Mira…
El niño de 12 años fundó una escuela en el patio de su abuela.
No tiene título. No tiene sueldo. No tiene ni 13 años.
Leonardo Nicanor Quinteros vive en el barrio Las Piedritas, en Pocito, San Juan, Argentina. Un barrio humilde donde la mayoría trabaja cosechando uvas y aceitunas.
En julio de 2014, con 8 años, le pidió permiso a su abuela Ramona para usar la parte trasera de la casa.
Quería darles clases a dos primos que no entendían las tareas de la escuela.
Así nació "Patria y Unidad". Patria por los colores de la bandera. Unidad porque es lo que quería para los niños del barrio.
Las paredes son de cartón, chapa y nylon. Las puertas son elásticos de camas viejas. Tres aulas de dos por dos metros, divididas por telas. Cada sala tiene su pizarrón y un tarro de lata lleno de trozos de tiza.
Tiene campana para el recreo. Tiene bandera argentina en un mástil. Tiene libro de asistencia y carpetas de evaluación. Tiene un micrófono improvisado con una lata de arvejas.
Y tiene 36 alumnos en 6 cursos de nivel primario.
El horario: de 2 PM a 6 PM. Por la mañana Nico va a su propia escuela como alumno. Por la tarde se transforma en "el Profe".
La alumna más grande se llama Mirta Donoso. Tiene 40 años. Camina más de media hora bajo el sol para llegar. Gracias a Nico aprendió a escribir su nombre.

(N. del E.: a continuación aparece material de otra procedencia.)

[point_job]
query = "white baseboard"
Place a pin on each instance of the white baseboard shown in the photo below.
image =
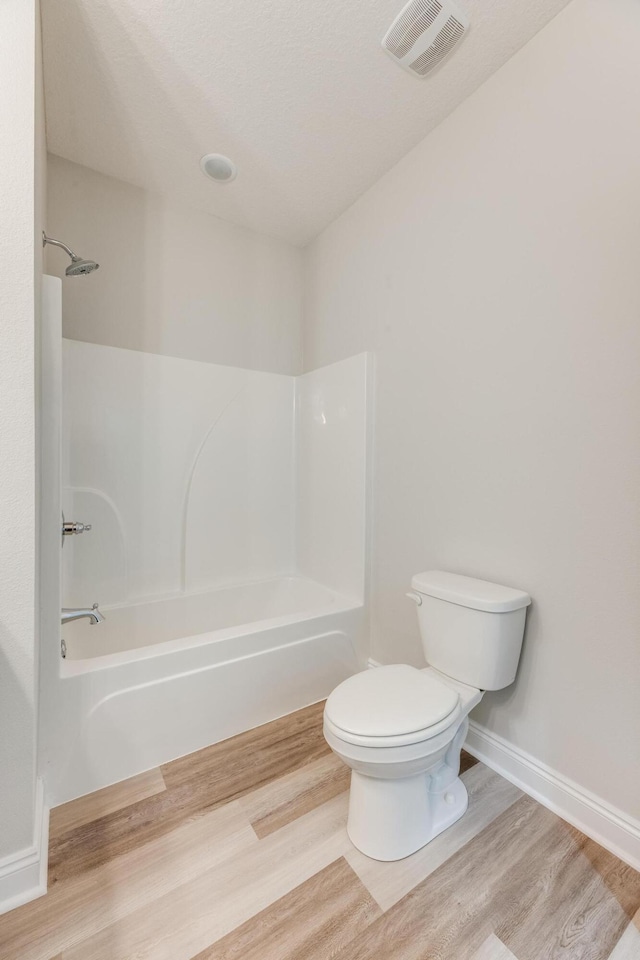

"A veces le pregunto si una cuenta está bien o mal, y si no me pone un uno así de grande", dice Mirta.
Nico no solo enseña. Su abuela Ramona le daba 20 pesos para la merienda. Él gastaba 10 y con el resto le compraba algo de comer a sus alumnos.
Cuando la historia se difundió, los reconocimientos llegaron. CNN la cubrió. Clarín le dedicó una nota completa. Medios de toda Latinoamérica la replicaron.
Le otorgaron una beca para estudiar el profesorado de educación cuando termine el secundario.
Pero las promesas de construir un aula nueva no se cumplían. Entonces Ramona pidió un crédito para comprar materiales de construcción ella misma.
"Tengo que ir a la escuela para aprender y así poder enseñar en mi escuela", dijo Nico.
Mirta, la mujer de 40 años que aprendió a escribir su nombre en un aula de cartón, dice entre lágrimas que Nico le cambió la vida.
Un niño de 12 años, con paredes de nylon y tizas partidas, hizo lo que muchos con presupuesto no logran.
¿Qué harías si un niño de tu barrio te pidiera ayuda para enseñar?